Since 2010, the GVA of the creative industries has increased by a third (34%), compared with average growth of 4.3% a year for the UK economy as a whole during the same period.

The creative industries outpace the 12 largest industries of the UK economy. They are bigger than many sectors which have been traditionally viewed as important to the economy or which are expected to be important in future.

They return four times the GVA of the automotive industry, six times as much as life sciences and nearly 10 times that of aerospace. A 2015 analysis by PwC showed the automotive sector was worth £19.6bn GVA, life sciences £14.5bn, oil and gas £13.7bn and aerospace £8.8bn.

The sector also has social and intrinsic benefits and presents opportunities across every nation and region of the UK. This compounds its importance.


There are 1.9 million jobs in the creative industries, an increase of 3.2% between 2014 and 2015. The increase is 19.5% since 2011 against 6.3% in the UK workforce as a whole. The sector accounts for one in six of the London workforce.

The total UK creative economy accounted for 2.9 million jobs or one in 11 of the working population. This was a rise of 5.1% between 2014 and 2015.

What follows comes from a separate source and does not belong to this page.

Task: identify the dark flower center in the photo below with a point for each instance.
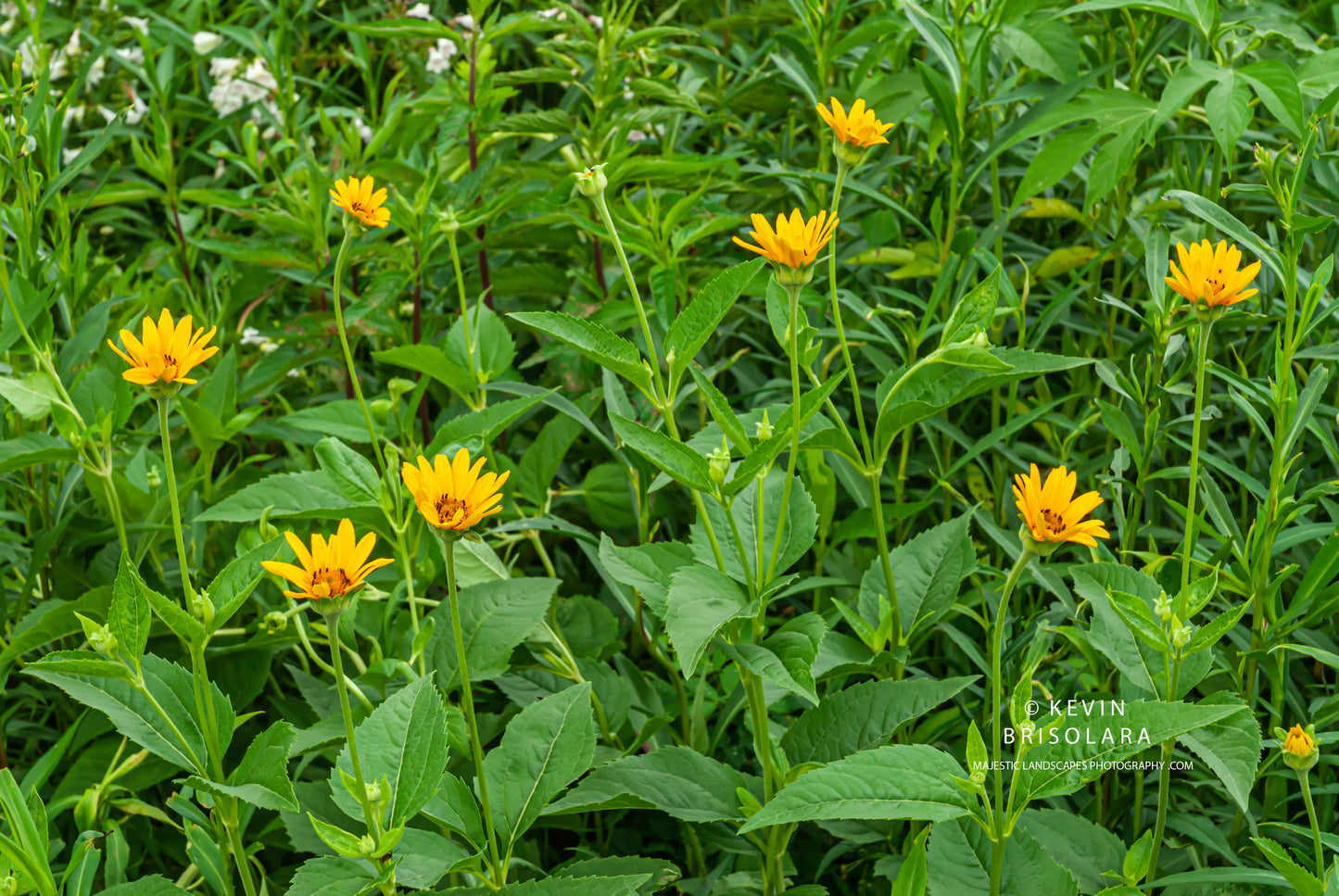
(1053, 521)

London accounts for the largest share of creative industry employment at 30.8%, a growth of 15.6% between 2011 and 2015.

Employment has grown even more rapidly in a number of regions outside the capital. There were increases of 26.9% in Yorkshire and the Humber, 52.5% in the East Midlands, 38.7% in the West Midlands and 32.5% in the South West in the same period.

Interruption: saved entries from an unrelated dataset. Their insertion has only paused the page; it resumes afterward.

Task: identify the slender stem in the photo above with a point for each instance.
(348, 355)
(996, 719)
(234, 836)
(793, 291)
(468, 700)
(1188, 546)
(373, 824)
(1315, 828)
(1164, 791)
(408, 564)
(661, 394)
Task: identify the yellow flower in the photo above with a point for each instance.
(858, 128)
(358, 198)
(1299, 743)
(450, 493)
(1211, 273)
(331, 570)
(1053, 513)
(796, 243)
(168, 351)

These jobs have been identified by the innovation charity Nesta as being at low risk of automation. It concluded that 87% of workers in the highly creative category are at low or no risk of automation.

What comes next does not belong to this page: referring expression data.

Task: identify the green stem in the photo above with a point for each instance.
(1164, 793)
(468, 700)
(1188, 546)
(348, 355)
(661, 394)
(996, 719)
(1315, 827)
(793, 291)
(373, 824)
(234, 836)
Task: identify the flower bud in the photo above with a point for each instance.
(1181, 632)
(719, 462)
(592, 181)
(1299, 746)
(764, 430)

By comparison, the UK automotive industry employs 169,000 people directly in manufacturing and 814,000 people across the industry as a whole.


The latest figures showed a 10% year on year increase in the value of exported services to £19.8bn, accounting for 9% of total exports of services from the UK.

The United Kingdom was the third-largest exporter of cultural goods and services in the world, according to the last global comparisons - just behind China and the US.


Entries for GCSEs in arts and creative subjects fell by 8% in 2016, according to official statistics published by Ofqual. This was compared with a growth of 0.3% in the total number of GCSE entries in all subjects.

This was a drop of 46,000 in entries in art and design subjects, design and technology, drama, media film and TV studies, music, and performing/expressive arts compared with 2015.

The move away from creative subjects is growing. This was five times the drop in 2015, when candidate numbers fell by 9,000.

The subject most seriously affected was design and technology, which attracted 19,000 fewer exam entries in 2016. Least affected was music, with 1,500 fewer candidates.

Analysis by Arts Professional showed the decline was in contrast with increases in some other GCSE subjects, notably those included in the English Baccalaureate (EBacc) – the suite of subjects on which the government judges school performance. The EBacc does not include any arts subjects.

Between 2015 and 2016 the number of candidates for science subjects grew by 105,000, and for history and geography by 33,000. The popularity of languages continued to decline, but the rate of decline eased with 9,000 fewer candidates in 2016 compared with a fall of 26,000 in 2015.